Well anyway in spite of the whole free for all it is a real blessing to have all that money flowing down the pipeline. Last week there were shakers and sweepers being moved all over now the bottom dumps for the nuts are getting moved around. I personally haven't seen any loads of nuts being hauled yet but they are on the ground and drying. Once they get going there is like one semi per minute for 2months & more going up & down the highway next to my shop. It is a production of a huge amount of high value food and I have to admit I am proud to be a part of the process!


----------



## Keith Jarrett (Dec 10, 2006)

TwT said:


> Looks like demand and price are going to keep going up. good sign
> 
> TwT, I saw nothing about price in your link.
> 
> ...


----------



## high rate of speed (Jan 4, 2008)

I have seen skivies wet on bolth sides.Market for bees or boxes wich ever you want to call it,going from one extreme to another.


----------



## Tom G. Laury (May 24, 2008)

*Wet dreams*

Also known as stepping over a dollar to pick up a dime


----------



## tecumseh (Apr 26, 2005)

keith writes:
P.S. volume does not equal price.

tecumseh sezs: but volume and (times) price does equal qross. since agriculturalgoods are inelastic (that's an economic concept) price and volume don't move exactly 1:1 in relations to one another. it is not uncommon for gross (for an individual) to expand when the crop is small and the price is large.


----------



## cow pollinater (Dec 5, 2007)

And none of it does any of us any good if the great state of California doesn't fix the water problem so that there are almonds for us to go to next year.


----------



## high rate of speed (Jan 4, 2008)

AAAAmen.


----------



## Flyer Jim (Apr 22, 2004)

*Whiskey*

front page of this weeks AgAlert , Almond crop?

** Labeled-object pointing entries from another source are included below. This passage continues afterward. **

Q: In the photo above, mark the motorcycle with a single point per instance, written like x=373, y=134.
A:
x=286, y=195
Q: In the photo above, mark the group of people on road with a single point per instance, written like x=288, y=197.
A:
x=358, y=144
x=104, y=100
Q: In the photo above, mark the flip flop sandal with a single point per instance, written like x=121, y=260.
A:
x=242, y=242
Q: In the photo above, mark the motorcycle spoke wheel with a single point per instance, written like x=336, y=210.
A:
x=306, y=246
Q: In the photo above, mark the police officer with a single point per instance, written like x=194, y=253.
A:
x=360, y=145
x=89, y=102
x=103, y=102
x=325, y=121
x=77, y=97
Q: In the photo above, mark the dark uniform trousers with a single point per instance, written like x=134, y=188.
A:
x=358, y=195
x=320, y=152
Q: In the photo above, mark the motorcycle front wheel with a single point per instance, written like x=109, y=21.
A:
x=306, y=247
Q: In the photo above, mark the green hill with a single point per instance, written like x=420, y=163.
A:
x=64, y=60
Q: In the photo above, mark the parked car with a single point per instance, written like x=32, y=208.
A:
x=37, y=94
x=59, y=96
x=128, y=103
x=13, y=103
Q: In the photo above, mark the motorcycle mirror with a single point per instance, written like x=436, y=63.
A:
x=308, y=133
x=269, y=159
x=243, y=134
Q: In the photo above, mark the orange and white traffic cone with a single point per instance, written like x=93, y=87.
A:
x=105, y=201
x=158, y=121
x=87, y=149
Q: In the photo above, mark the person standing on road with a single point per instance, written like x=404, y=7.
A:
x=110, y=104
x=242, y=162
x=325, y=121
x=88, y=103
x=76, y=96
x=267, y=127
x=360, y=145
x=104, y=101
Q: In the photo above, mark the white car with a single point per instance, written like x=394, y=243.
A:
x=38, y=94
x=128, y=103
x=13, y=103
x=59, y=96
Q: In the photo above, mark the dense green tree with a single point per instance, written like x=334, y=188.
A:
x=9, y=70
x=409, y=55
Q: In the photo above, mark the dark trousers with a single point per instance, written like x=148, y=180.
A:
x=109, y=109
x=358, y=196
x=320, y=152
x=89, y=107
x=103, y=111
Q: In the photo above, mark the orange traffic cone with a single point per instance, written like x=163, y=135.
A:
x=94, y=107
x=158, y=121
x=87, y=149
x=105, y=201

http://www.cfbf.com/agalert/AgAlertStory.cfm?ID=1117&ck=0EEC27C419D0FE24E53C90338CDC8BC6

"Whiskey is for drinking, Water is for fighting over" Mark Twain

Jim


----------



## Tom G. Laury (May 24, 2008)

*Water & Whiskey*

Sam Clemens Knew what he was talking about!


----------



## Flyer Jim (Apr 22, 2004)

*Peripheral Canal*

Hey Tom,
How many more times are we going to get to vote on this one?
Jim


----------



## Tom G. Laury (May 24, 2008)

*Well here goes*

WE turned it down once already, right?

Doesn't it mostly benefit SoCal developers?

Correct me?

Gotta be honest...sometimes I think that the only thing that will save my home state is a prolonged drought...houses, crap construction, crap architecture, crap...better stop here. 

Flyer Jim I'm not sure but I think I know you...a beauty of anon posting...


----------



## Flyer Jim (Apr 22, 2004)

*what a coincidence*

My wife was just saying she thought I knew someone named Tom Laury....perhaps through high school sports in the 90's. (Our kids sports, not mine) swimming, water polo tournaments?

Jim


----------



## Tom G. Laury (May 24, 2008)

*Flyer Jim*

Me Sierra High School Class of 1971

Man Dos Palos used to kill us in football...Those bus rides back to Tollhouse were pretty quiet...Cowboys & Indians back then


----------